Otros cuerpos, como el Servicio Secreto, se encargan de proteger al presidente en sus viajes, por lo que los gastos de la Guardia Costera son solo una fracción del costo de cada visita del mandatario a su club en Florida.

El club Mar-a-Lago es una propiedad estilo hispano-morisco. Aquí Trump se casó con Melania.

Trump compró la mansión en 1985 por 10 millones de dólares. Se estima, que ahora está valorada en más de 100 millones de dólares.
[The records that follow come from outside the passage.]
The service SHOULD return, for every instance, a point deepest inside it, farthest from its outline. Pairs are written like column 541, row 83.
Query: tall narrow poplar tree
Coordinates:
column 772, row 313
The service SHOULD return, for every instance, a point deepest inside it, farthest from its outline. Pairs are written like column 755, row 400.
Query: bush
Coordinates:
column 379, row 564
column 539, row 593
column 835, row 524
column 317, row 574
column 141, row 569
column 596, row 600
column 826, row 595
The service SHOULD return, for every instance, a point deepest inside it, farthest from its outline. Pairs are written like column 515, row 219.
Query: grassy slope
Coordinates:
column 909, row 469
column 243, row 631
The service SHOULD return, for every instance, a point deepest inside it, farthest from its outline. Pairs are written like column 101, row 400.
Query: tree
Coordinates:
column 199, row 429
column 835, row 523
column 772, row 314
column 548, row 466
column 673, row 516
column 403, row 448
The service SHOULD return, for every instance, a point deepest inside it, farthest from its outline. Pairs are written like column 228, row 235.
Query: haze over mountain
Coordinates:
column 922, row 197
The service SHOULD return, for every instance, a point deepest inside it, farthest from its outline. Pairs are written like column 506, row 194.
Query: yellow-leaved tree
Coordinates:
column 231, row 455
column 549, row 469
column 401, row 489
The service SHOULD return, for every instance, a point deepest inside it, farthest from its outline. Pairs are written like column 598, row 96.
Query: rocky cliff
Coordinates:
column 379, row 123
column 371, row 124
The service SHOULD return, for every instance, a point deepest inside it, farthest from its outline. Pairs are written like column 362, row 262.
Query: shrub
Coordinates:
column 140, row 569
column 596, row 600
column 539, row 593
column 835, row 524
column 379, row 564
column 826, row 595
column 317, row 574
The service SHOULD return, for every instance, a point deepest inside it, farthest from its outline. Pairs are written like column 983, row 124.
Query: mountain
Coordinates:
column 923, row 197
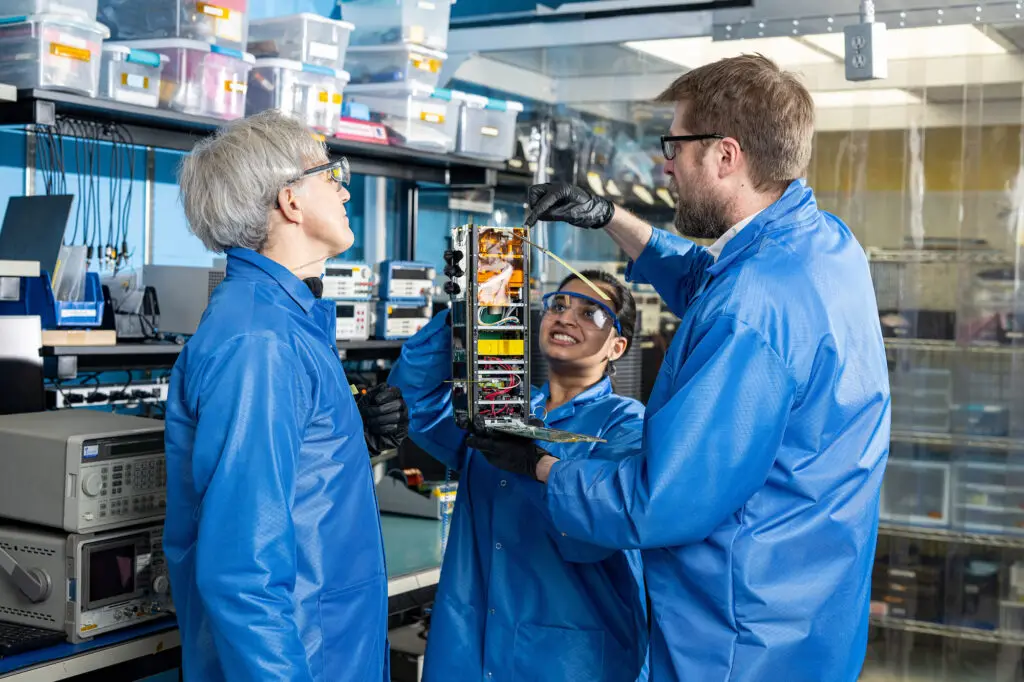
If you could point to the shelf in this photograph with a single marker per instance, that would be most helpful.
(965, 257)
(954, 632)
(170, 130)
(950, 440)
(951, 346)
(954, 537)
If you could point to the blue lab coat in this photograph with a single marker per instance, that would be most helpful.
(272, 536)
(756, 497)
(518, 601)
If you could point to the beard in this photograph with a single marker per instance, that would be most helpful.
(700, 215)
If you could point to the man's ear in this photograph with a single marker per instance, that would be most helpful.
(289, 205)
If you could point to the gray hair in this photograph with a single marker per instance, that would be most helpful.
(229, 182)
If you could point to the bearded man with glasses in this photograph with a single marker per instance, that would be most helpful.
(272, 537)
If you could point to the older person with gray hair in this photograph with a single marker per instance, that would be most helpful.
(272, 537)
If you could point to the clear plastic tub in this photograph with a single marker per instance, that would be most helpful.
(387, 22)
(202, 79)
(307, 92)
(51, 51)
(306, 38)
(80, 8)
(486, 127)
(395, 64)
(131, 75)
(223, 23)
(423, 117)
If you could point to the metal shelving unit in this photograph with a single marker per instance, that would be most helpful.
(952, 537)
(955, 632)
(170, 130)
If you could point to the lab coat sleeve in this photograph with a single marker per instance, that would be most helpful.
(624, 439)
(252, 410)
(674, 265)
(421, 374)
(705, 453)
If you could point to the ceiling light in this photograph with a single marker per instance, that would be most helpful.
(693, 52)
(922, 43)
(864, 97)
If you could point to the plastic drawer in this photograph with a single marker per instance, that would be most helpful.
(387, 22)
(306, 38)
(395, 65)
(223, 23)
(202, 79)
(486, 127)
(424, 118)
(916, 492)
(52, 51)
(307, 92)
(80, 8)
(131, 75)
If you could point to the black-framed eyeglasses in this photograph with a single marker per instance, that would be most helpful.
(669, 142)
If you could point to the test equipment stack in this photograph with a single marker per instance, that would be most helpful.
(81, 524)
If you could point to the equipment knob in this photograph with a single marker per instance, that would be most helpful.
(91, 484)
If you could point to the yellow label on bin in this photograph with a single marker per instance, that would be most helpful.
(56, 49)
(213, 10)
(500, 347)
(133, 81)
(424, 62)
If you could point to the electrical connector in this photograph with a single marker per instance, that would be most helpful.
(866, 58)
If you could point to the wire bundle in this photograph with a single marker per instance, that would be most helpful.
(89, 139)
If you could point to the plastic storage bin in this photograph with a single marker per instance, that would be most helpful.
(223, 23)
(423, 117)
(307, 92)
(202, 79)
(486, 127)
(131, 76)
(386, 22)
(306, 38)
(80, 8)
(395, 64)
(53, 51)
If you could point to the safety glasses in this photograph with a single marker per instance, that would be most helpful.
(589, 311)
(670, 142)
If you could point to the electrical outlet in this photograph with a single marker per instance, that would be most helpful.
(865, 51)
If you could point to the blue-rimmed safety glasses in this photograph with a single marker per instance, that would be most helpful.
(589, 311)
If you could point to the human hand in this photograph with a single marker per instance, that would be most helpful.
(385, 418)
(567, 203)
(509, 453)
La opulenta mansión perteneció originalmente a la heredera de una empresa de cereales. Tiene 126 habitaciones, piscina con vista al mar, un club de playa, spa, seis canchas de tenis, una cancha de golf, salones de baile, entre otras instalaciones.

El presidente ha utilizado su resort para funciones que usualmente tienen lugar en la Casa Blanca. Trump dirigió desde aquí una operación contra Siria y hace unos meses, alojaron durante un fin de semana al primer ministro japonés y su esposa.

Durante su campaña, Trump dio conferencias de prensa desde la lujosa residencia.

Uno de los hijos de Trump, celebró la fiesta de su boda en Mar-a-Lago en 2005.

Para la construcción original de la mansión se emplearon piedras importadas de Italia, azulejos españoles y mármol cubano.

La familia presidencial caminando por uno de los tantos jardines de la mansión.

En 2006, Trump instaló un asta de 80 pies de alto e izó una enorme bandera estadounidense en la propiedad, la cual superaba las medidas permitidas por Palm Beach.

La ciudad lo multó por más de 120 mil dólares pero Trump contraatacó con una demanda de $25 millones. Al final, el magnate desistió de su demanda a cambio de que la ciudad le perdonara las multas y lo dejara tener la bandera a una altura un poco más baja que la original.